Elas moravam em uma kitnet na asa sul. Havia um quarto, em que elas colocaram as duas camas de solteiro e um criado-mudo, uma sala-cozinha, onde ficava o guarda-roupa, um sofá, duas cadeiras, a televisão, o fogão, o micro-ondas e o frigobar. Também tinha um banheiro pequeno e uma área de serviço que cabia apenas a máquina de lavar roupa e o varal de teto.

— ‎Você não quer entrar na UnB e fazer Relações Internacionais? — Questionou Roberta — Na escola pública eles não dão preparação nenhuma para entrar na universidade e muitas vezes nem têm todos os professores.

— ‎Acho que você devia relaxar mais - Disse Fernanda, a amiga manicure de Roberta — ‎Fazer uns amigos, arranjar um namorado...

— ‎Como se eu não tivesse tentando. As garotas do Mystikas só querem saber do que está na moda e qual o próximo capítulo daquelas séries de menininhas.

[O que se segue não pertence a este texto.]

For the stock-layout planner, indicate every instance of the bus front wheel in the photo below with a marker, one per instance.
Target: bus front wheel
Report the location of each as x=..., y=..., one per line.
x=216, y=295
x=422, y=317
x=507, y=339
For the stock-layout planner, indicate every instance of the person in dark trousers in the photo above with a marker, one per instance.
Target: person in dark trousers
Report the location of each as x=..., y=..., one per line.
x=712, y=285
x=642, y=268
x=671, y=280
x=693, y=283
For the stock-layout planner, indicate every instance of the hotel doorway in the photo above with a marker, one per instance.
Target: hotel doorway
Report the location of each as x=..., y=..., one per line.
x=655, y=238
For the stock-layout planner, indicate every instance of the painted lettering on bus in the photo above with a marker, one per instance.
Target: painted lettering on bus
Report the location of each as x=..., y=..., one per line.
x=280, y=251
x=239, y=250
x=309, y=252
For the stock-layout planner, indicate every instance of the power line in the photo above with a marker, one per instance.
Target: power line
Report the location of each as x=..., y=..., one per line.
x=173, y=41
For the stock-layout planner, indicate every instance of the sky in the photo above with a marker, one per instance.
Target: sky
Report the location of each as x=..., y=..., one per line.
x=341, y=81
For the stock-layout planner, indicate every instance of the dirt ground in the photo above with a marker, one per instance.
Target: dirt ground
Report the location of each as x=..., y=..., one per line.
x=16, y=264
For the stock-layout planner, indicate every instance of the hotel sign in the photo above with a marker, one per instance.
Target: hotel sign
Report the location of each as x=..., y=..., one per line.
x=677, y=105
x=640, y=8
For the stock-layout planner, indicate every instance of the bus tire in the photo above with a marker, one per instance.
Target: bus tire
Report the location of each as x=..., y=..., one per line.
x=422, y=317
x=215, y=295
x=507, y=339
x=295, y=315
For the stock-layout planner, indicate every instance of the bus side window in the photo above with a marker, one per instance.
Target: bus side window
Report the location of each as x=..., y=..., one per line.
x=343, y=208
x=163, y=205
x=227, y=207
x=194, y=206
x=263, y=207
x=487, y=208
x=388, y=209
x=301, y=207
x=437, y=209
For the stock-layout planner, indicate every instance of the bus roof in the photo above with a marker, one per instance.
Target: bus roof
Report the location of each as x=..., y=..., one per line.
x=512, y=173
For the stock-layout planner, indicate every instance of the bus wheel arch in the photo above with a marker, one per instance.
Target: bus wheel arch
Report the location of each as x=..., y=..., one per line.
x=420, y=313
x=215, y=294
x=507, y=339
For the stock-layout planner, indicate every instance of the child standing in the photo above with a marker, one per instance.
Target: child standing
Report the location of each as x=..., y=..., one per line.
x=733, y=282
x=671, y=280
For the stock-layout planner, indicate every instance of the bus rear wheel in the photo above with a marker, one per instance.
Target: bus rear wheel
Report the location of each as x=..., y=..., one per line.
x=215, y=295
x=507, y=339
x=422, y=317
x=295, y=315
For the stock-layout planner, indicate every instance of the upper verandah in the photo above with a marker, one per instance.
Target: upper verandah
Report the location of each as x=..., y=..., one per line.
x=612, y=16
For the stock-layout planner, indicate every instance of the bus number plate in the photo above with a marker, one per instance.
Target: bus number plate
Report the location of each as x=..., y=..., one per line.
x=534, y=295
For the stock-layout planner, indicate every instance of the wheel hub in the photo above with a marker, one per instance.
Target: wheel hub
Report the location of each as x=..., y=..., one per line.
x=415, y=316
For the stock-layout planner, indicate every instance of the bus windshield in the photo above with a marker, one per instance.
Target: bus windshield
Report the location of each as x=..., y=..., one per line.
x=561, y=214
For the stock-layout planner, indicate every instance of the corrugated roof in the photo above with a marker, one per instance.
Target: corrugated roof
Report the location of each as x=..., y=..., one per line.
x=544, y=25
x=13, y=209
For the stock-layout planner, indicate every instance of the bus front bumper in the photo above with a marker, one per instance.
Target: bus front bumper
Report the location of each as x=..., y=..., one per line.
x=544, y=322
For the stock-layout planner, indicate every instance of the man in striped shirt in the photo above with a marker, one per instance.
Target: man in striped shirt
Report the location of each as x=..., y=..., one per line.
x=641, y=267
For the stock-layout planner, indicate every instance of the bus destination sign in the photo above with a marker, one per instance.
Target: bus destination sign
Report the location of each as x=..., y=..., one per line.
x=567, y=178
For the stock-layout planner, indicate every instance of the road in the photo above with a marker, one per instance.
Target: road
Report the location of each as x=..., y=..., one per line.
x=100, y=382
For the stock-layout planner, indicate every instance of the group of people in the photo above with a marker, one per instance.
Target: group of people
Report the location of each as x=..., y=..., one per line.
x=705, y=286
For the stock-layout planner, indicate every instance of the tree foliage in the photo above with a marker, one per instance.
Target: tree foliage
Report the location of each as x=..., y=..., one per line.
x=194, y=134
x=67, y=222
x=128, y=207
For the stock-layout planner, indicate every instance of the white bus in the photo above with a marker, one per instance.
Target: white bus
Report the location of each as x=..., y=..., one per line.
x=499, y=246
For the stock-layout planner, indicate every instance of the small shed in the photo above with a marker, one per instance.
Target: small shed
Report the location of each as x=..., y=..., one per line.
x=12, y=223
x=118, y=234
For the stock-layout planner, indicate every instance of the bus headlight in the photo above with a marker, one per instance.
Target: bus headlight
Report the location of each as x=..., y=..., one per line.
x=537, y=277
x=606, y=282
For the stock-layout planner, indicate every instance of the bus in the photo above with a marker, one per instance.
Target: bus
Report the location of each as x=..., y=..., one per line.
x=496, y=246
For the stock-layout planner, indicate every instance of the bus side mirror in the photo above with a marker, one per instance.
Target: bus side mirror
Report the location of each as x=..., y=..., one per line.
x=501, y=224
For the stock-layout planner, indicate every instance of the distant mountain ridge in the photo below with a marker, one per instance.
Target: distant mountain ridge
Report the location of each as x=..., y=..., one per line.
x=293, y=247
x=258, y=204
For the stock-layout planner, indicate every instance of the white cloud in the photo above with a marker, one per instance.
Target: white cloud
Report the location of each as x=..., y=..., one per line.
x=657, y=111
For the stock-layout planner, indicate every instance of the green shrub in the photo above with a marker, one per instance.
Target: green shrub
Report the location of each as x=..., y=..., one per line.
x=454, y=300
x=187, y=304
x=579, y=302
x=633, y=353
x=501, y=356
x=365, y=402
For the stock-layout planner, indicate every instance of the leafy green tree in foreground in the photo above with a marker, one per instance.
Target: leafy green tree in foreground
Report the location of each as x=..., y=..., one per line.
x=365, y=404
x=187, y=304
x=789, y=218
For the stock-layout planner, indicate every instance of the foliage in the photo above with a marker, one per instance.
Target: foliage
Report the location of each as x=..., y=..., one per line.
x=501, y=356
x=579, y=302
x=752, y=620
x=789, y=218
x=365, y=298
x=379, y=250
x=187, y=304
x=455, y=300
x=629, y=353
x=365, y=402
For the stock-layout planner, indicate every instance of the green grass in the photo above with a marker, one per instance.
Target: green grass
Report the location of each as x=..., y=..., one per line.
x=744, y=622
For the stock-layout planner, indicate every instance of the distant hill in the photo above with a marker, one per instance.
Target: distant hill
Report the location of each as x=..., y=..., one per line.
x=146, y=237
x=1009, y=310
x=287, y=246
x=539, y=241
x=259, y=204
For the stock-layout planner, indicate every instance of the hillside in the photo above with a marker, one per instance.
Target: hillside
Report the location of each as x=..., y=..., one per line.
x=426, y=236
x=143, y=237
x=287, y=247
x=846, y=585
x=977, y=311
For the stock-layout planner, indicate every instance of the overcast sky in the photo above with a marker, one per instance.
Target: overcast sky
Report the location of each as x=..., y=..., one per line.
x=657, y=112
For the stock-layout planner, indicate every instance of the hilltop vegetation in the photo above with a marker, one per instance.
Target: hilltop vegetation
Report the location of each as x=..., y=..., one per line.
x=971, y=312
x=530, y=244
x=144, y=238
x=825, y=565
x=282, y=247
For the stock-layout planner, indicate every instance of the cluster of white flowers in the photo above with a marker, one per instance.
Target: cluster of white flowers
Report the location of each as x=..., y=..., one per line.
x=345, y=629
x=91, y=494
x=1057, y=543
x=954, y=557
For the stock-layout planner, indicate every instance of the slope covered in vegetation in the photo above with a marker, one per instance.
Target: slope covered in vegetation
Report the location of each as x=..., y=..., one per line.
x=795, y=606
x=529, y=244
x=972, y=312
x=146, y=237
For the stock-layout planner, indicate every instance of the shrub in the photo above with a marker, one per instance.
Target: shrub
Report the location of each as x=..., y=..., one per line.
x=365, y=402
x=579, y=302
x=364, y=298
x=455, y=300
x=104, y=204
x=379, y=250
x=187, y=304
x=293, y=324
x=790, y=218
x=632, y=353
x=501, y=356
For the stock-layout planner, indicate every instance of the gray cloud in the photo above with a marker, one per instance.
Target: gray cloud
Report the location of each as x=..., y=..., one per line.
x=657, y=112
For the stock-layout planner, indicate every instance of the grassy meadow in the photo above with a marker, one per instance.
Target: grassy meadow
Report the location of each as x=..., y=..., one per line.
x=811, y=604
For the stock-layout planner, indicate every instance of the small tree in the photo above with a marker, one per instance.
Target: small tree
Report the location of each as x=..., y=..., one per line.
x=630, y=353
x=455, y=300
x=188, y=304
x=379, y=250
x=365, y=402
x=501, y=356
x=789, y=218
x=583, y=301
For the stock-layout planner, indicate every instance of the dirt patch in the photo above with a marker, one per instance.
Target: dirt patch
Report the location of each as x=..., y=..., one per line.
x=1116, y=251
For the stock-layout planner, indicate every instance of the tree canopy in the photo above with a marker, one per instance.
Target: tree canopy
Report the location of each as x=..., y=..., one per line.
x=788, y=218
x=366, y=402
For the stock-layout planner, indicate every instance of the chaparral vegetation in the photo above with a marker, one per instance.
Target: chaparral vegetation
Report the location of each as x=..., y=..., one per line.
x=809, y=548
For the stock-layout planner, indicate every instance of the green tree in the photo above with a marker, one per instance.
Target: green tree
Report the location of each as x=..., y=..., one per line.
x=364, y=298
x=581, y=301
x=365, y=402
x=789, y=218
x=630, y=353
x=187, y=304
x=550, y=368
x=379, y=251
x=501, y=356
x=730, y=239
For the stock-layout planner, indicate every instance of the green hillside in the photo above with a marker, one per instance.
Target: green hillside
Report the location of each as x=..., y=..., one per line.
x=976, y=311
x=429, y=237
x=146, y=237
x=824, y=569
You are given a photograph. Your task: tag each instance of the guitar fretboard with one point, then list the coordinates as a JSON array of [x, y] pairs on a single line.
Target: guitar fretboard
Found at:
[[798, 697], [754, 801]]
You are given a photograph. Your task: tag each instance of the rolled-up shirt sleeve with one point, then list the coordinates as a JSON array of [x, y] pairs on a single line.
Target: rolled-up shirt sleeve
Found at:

— ‎Por que você não volta a escrever? Perguntou Roberta.

Victória se jogou no sofá vazio e esticou as pernas. Quando morava no interior do Goiás ela escrevia livros a mão e entregava aos vizinhos.

— Não é algo que vai me trazer amigos ou um namorado.

— ‎Quem disse? Hoje com a internet você consegue conhecer pessoas com as mesmas paixões que você. — Roberta olhou a irmã revirar os olhos e se virou para a Fernanda — Ela é ótima escrevendo. Tenho um exemplar dela nas minhas coisas. Quer ver?

— ‎Claro.

— ‎Não. Não. Nem pensar. Disse Victória saltando do sofá.

Roberta tirou os pés do joelho da amiga e correu para o quarto. Victória tentou impedi-la, mas Fernanda a agarrou pela cintura. Ela tentou se soltar, mas Fernanda era mais forte do que ela.

Roberta voltou com um caderno pequeno em mãos. Vic sentiu vontade de agarra-lo e jogá-lo pela janela do andar onde estavam. Ela lembrava daquele livro. Ninguém sabia, mas era praticamente uma declaração de amor.

Fernanda continuou segurando Victória enquanto Roberta lia o prólogo do livro. Conforme a leitura, Vic se rendia até parar completamente de tentar sair das garras de Fernanda. Quando Roberta terminou de ler o prólogo, Fernanda e Victória estavam sentadas no sofá.

— Minha nossa! Você é boa mesmo! Posso ficar com esse livro?

— ‎Claro. — Disse Roberta entregando o livro para a Fernanda — E então? Vai me ouvir dessa vez?

Victória olhou para Fernanda folheando o caderno e depois olhou para a irmã.

— Até que não seria uma má ideia.

Roberta sorriu satisfeita. Victória foi até o quarto e pegou o notebook da irmã. Enquanto ela terminava a unha, Vic iniciava mais uma história fascinante.